If you are visiting on a Wednesday or Saturday, you can also take advantage of the historic Dunster Castle Express which steams ahead through coastal views on to Dunster Station.
3 | Sit on the top of Dunkery Beacon
At 519 metres above the sea, Dunkery Beacon is the highest point in Exmoor, topped with a large cairn that is perfect for perching on. Panoramic views take you from Dartmoor to Wales stretching across fields and the ocean. But don’t fear, the hike isn’t long or steep, with just a 20 minute slight uphill walk from the nearby car park.
4 | Ride the Lynton/Lynmouth Railway
The famous funicular railway that connects the Cliffside towns is an unmissable experience, offering beautiful views of the coastline as you descend to the harbour town of Lynmouth below. Completely powered by water, the two cars pull each other along the cliff face, controlled by friendly guards.
5 | Look out for Exmoor’s beautiful wildlife
Rich in moorlands and dense forests, Exmoor is home to a range of habitats providing a home for some of the UK’s most beloved wildlife. Otters, rare butterflies and bats can be seen among the long grass and if you’re lucky, you may even spot one of the majestic red deer who populate this part of the country.
6 | Spot the Exmoor ponies
Perhaps the most exciting find among the National Park are the Exmoor ponies, commonly seen on the open moors. The ponies themselves are not completely wild – as all are owned by someone – but roam free among the park in herds. Of course be careful when approaching all wildlife and make sure to keep any gates you come across shut in order to keep the animals safe from the roads.
7 | Paddle in the streams at Watersmeet
A short downward walk through thick forest to the sound of trickling water will take you to Watersmeet, a beautiful river gorge hidden from the roads and towns above. Here you’ll find a former fishing lodge serving cream teas and hot pasties to the dozens of families that flock to paddle in the flowing streams.
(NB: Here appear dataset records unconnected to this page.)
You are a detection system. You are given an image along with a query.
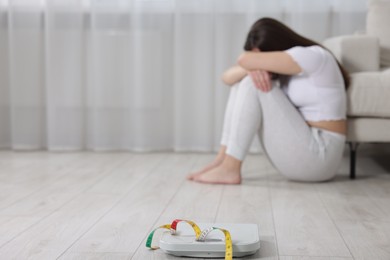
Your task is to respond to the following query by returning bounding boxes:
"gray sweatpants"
[221,76,345,181]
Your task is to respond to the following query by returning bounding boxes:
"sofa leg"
[348,142,359,180]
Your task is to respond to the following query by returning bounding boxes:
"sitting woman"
[187,18,349,184]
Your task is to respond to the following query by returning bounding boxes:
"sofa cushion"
[347,117,390,142]
[348,69,390,118]
[366,0,390,67]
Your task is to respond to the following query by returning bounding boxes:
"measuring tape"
[196,227,233,260]
[146,219,233,260]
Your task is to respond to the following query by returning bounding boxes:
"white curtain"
[0,0,366,151]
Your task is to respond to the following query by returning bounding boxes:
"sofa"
[323,0,390,179]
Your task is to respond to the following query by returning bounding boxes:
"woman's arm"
[222,65,248,86]
[238,51,302,75]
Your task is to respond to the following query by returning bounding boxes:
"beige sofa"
[324,0,390,179]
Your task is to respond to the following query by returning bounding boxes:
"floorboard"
[0,151,390,260]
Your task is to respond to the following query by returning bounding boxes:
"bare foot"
[187,146,226,180]
[194,165,241,184]
[194,155,241,184]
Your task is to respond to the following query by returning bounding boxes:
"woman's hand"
[248,70,272,92]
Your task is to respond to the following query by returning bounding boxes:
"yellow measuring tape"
[146,219,233,260]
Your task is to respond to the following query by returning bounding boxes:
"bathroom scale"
[159,223,260,258]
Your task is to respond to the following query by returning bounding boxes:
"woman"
[188,18,349,184]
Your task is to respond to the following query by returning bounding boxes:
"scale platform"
[160,223,260,258]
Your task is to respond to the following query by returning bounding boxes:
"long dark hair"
[244,18,350,88]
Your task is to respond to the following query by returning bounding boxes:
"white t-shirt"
[283,45,347,121]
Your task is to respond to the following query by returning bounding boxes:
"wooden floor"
[0,148,390,260]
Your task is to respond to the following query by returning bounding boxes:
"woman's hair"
[244,18,350,88]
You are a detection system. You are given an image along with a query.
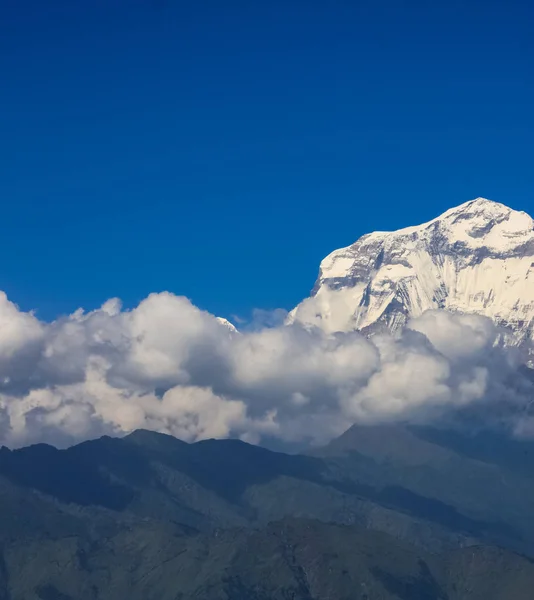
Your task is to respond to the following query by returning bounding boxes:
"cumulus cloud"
[0,293,532,446]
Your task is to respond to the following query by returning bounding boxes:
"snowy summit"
[290,198,534,343]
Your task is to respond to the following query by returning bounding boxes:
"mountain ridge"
[288,198,534,345]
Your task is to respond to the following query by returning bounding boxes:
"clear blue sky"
[0,0,534,319]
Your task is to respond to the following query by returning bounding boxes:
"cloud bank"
[0,293,534,447]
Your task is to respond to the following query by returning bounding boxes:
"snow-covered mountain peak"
[290,198,534,341]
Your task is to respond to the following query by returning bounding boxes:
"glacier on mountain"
[288,198,534,345]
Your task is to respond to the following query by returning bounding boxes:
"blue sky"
[0,0,534,319]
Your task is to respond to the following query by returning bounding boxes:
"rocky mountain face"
[289,198,534,345]
[0,425,534,600]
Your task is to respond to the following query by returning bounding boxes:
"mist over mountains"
[0,199,534,447]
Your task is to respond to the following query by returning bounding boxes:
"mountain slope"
[0,519,534,600]
[0,427,534,555]
[290,198,534,343]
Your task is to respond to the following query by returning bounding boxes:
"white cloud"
[0,293,531,446]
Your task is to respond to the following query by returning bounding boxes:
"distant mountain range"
[0,425,534,600]
[289,198,534,344]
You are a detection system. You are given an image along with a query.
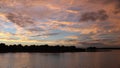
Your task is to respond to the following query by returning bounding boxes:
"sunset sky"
[0,0,120,46]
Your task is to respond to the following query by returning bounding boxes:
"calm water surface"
[0,51,120,68]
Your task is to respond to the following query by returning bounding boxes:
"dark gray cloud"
[80,10,108,21]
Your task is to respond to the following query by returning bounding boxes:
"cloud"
[80,10,108,21]
[31,33,60,37]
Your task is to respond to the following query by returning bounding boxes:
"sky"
[0,0,120,46]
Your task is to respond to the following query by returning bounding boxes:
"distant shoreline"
[0,43,120,53]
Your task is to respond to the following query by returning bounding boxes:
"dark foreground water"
[0,51,120,68]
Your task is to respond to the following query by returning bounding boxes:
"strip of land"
[0,43,120,53]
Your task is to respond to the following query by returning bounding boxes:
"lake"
[0,50,120,68]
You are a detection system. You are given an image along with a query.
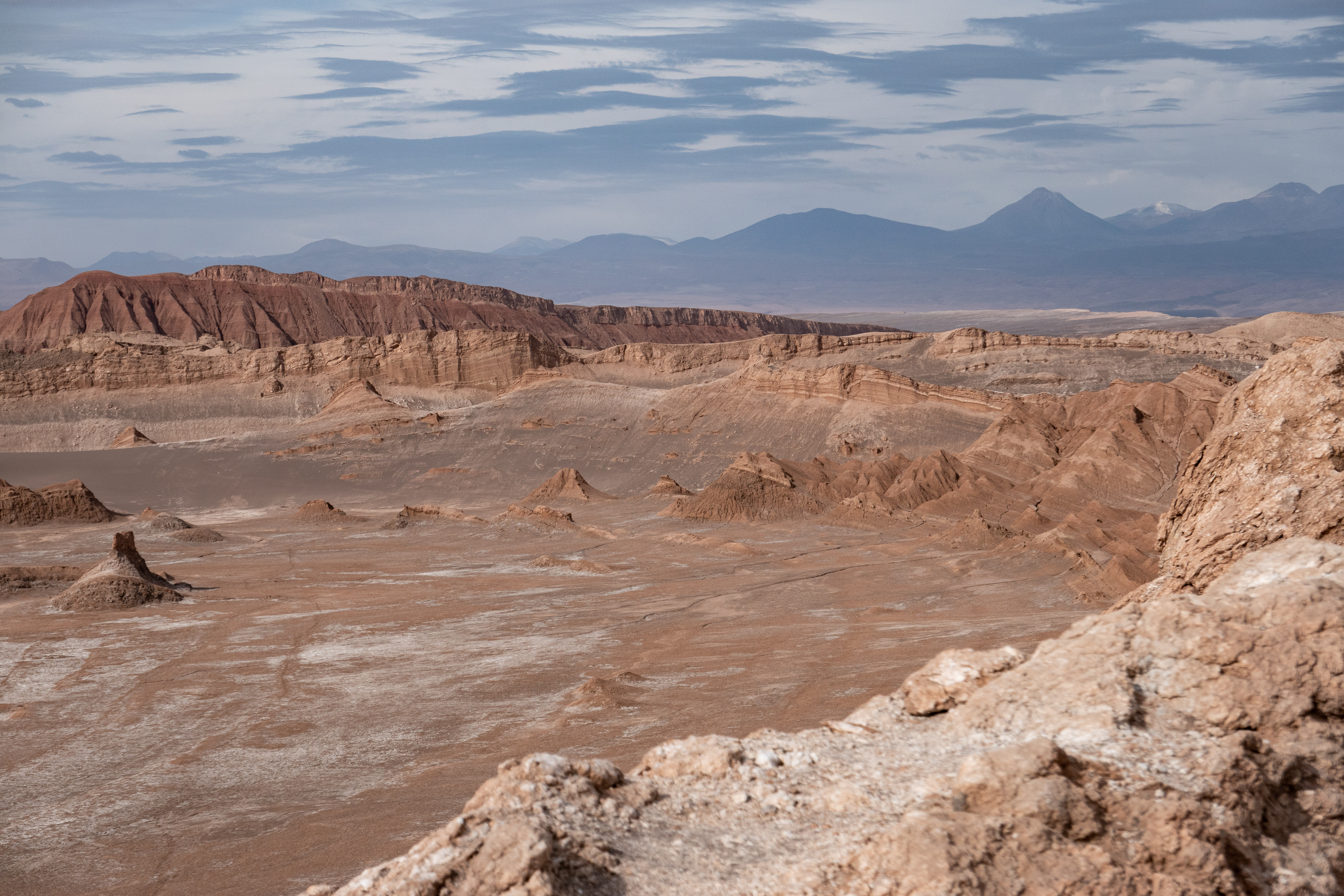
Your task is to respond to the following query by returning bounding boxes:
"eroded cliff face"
[0,265,890,352]
[0,330,570,399]
[308,343,1344,896]
[1160,339,1344,591]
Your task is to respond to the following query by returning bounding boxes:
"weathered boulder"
[0,480,117,525]
[523,466,616,504]
[900,646,1027,716]
[1159,340,1344,591]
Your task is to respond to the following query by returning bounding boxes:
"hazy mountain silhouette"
[0,184,1344,316]
[953,187,1129,247]
[1145,183,1344,243]
[491,236,570,255]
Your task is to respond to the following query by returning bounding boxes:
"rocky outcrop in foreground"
[1159,340,1344,591]
[51,532,191,610]
[0,265,896,353]
[299,343,1344,896]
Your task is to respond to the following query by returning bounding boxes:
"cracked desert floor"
[0,318,1269,896]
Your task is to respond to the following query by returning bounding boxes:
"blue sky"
[0,0,1344,265]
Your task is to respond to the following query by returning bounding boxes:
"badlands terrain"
[0,269,1344,895]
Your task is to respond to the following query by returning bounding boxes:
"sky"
[0,0,1344,266]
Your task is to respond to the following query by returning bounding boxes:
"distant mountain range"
[0,183,1344,317]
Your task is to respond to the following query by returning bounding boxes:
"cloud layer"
[0,0,1344,261]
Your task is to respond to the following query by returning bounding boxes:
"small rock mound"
[172,525,227,543]
[305,754,657,896]
[649,475,695,496]
[383,504,485,529]
[289,500,355,523]
[140,508,226,543]
[149,513,192,532]
[107,426,159,447]
[523,466,616,504]
[0,480,117,525]
[1214,312,1344,345]
[0,567,85,590]
[313,379,406,419]
[51,532,190,610]
[900,647,1027,716]
[660,451,822,523]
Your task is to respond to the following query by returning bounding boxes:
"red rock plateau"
[0,265,888,352]
[0,314,1344,896]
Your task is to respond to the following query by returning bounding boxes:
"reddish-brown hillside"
[0,265,891,352]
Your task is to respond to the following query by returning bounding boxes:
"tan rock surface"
[107,426,157,447]
[302,539,1344,896]
[289,498,351,523]
[0,480,117,525]
[660,451,822,523]
[0,324,1339,896]
[51,532,181,610]
[1212,312,1344,348]
[0,265,903,352]
[649,473,695,496]
[523,466,616,504]
[900,647,1027,716]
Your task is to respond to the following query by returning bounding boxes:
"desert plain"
[0,271,1339,895]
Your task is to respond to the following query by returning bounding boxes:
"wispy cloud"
[980,122,1136,147]
[47,152,122,165]
[289,87,406,100]
[0,66,238,94]
[317,56,425,85]
[168,137,242,147]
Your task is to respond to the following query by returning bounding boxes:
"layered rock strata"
[308,347,1344,896]
[0,265,890,352]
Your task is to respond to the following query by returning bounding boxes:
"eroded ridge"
[308,341,1344,896]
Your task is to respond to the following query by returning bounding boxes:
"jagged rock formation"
[289,500,356,523]
[309,344,1344,896]
[51,532,181,610]
[649,474,695,496]
[0,265,888,352]
[1159,340,1344,591]
[493,504,616,539]
[663,365,1235,600]
[0,330,570,399]
[107,426,157,449]
[0,480,117,525]
[900,647,1027,716]
[531,553,612,575]
[1212,312,1344,348]
[659,451,822,523]
[523,466,617,504]
[140,508,226,543]
[383,504,485,529]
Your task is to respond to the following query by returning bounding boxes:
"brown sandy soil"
[0,497,1095,893]
[0,321,1270,896]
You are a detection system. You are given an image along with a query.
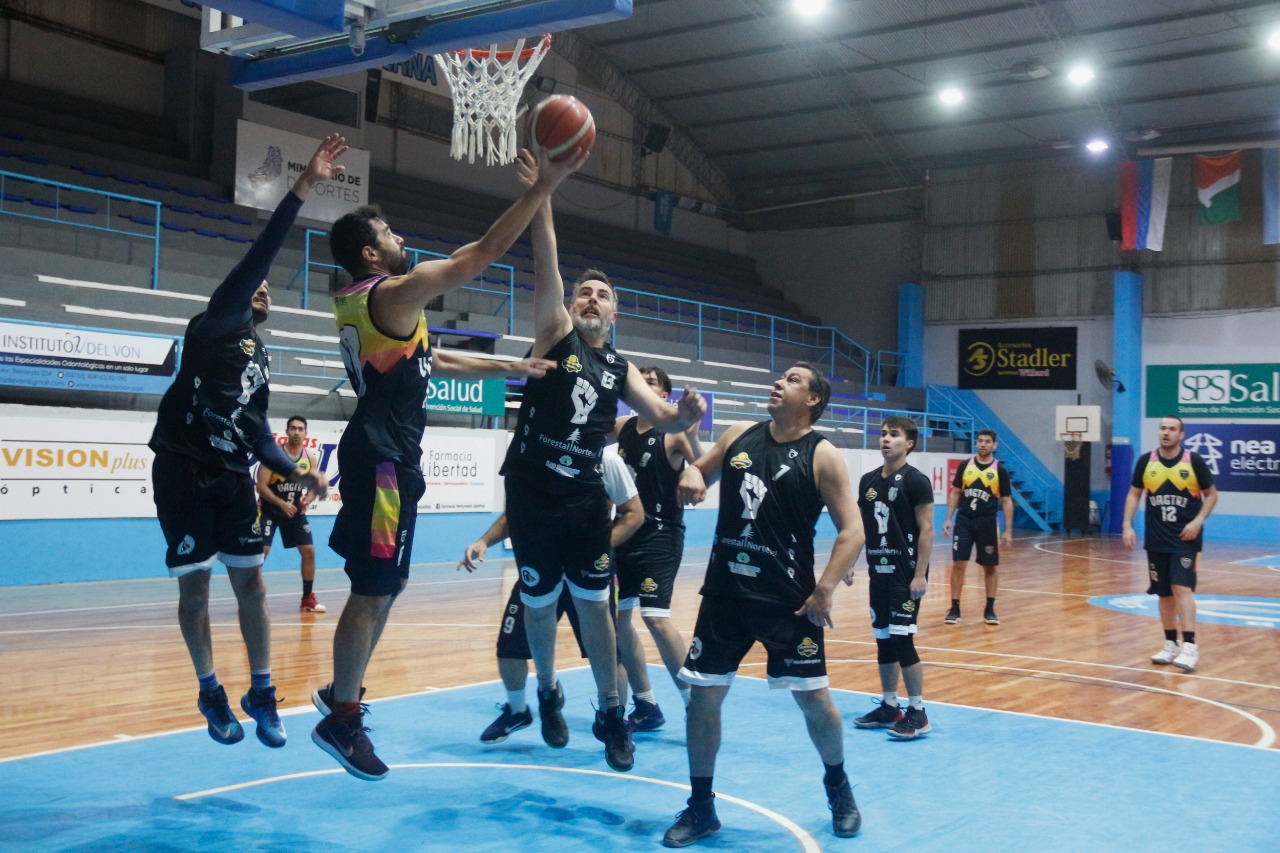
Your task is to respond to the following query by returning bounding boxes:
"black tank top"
[703,421,827,607]
[500,330,627,493]
[150,314,271,474]
[618,418,685,526]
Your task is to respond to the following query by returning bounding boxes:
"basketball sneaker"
[591,706,636,774]
[854,699,902,729]
[1151,640,1181,663]
[196,684,244,744]
[480,703,534,743]
[241,685,288,749]
[823,776,863,838]
[627,699,667,731]
[662,794,719,847]
[300,593,329,613]
[311,713,389,781]
[538,681,568,749]
[888,708,933,740]
[311,681,369,717]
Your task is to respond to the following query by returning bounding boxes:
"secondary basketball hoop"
[435,33,552,165]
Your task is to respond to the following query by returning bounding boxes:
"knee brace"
[890,634,920,666]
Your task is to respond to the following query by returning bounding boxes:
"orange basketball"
[529,95,595,163]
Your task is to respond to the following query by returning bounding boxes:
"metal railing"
[0,170,161,291]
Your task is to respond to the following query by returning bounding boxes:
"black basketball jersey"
[150,313,271,474]
[618,418,685,526]
[858,465,933,584]
[703,421,827,607]
[500,330,627,491]
[951,456,1010,517]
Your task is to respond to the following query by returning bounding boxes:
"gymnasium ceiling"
[575,0,1280,228]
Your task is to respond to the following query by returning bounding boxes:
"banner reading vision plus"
[956,325,1076,391]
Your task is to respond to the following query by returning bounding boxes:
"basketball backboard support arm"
[200,0,631,90]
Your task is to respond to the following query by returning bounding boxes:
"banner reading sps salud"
[0,320,178,394]
[1147,364,1280,417]
[1183,424,1280,492]
[236,119,369,222]
[956,325,1076,391]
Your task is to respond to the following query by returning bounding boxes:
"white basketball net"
[435,36,552,165]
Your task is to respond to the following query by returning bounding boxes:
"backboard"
[1053,406,1102,442]
[200,0,631,90]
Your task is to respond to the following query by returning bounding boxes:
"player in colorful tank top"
[1124,416,1217,672]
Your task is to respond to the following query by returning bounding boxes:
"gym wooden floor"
[0,534,1280,758]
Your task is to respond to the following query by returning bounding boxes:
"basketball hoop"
[435,33,552,165]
Bring a picnic if you want to avoid the queue!
8 | Drive along the Heritage Coast
The jagged cliffs that line Exmoor come together to create the Heritage Coast, a number of beaches, seaside towns and monuments along the way. Start at Combe Martin making your way to Minehead and Bossington. Slightly further East, you’ll reach Lynmouth, the Valley of the Rocks and Woody Bay, where a small beach can be found as well as dramatic views and harbours. Take a drive along the narrow winding road that follows the hilly coast but go easy… there’s not a lot between you and the tumbling cliffs!
9 | Dangle on the edge of Castle Rock
The Valley of the Rock’s pièce de résistance is Castle Rock, a mammoth natural structure leaning out over the sharp drop to the ocean. An amateur path leads you to the top where the most daring can perch on the edge. I nervously bum shuffled over and refused to dangle my legs (for the fear of losing my shoes I told myself), but it was worth it for the total feeling of freedom!
10 | End the day at Porlock Weir
A perfect spot to end a day in Exmoor is Porlock Weir, a small town surrounding a harbour packed with sailing and rowing boats. Overnight parking makes it a popular spot for touring caravans and the beautiful calm blue waters against the darkening sky make for a magical evening.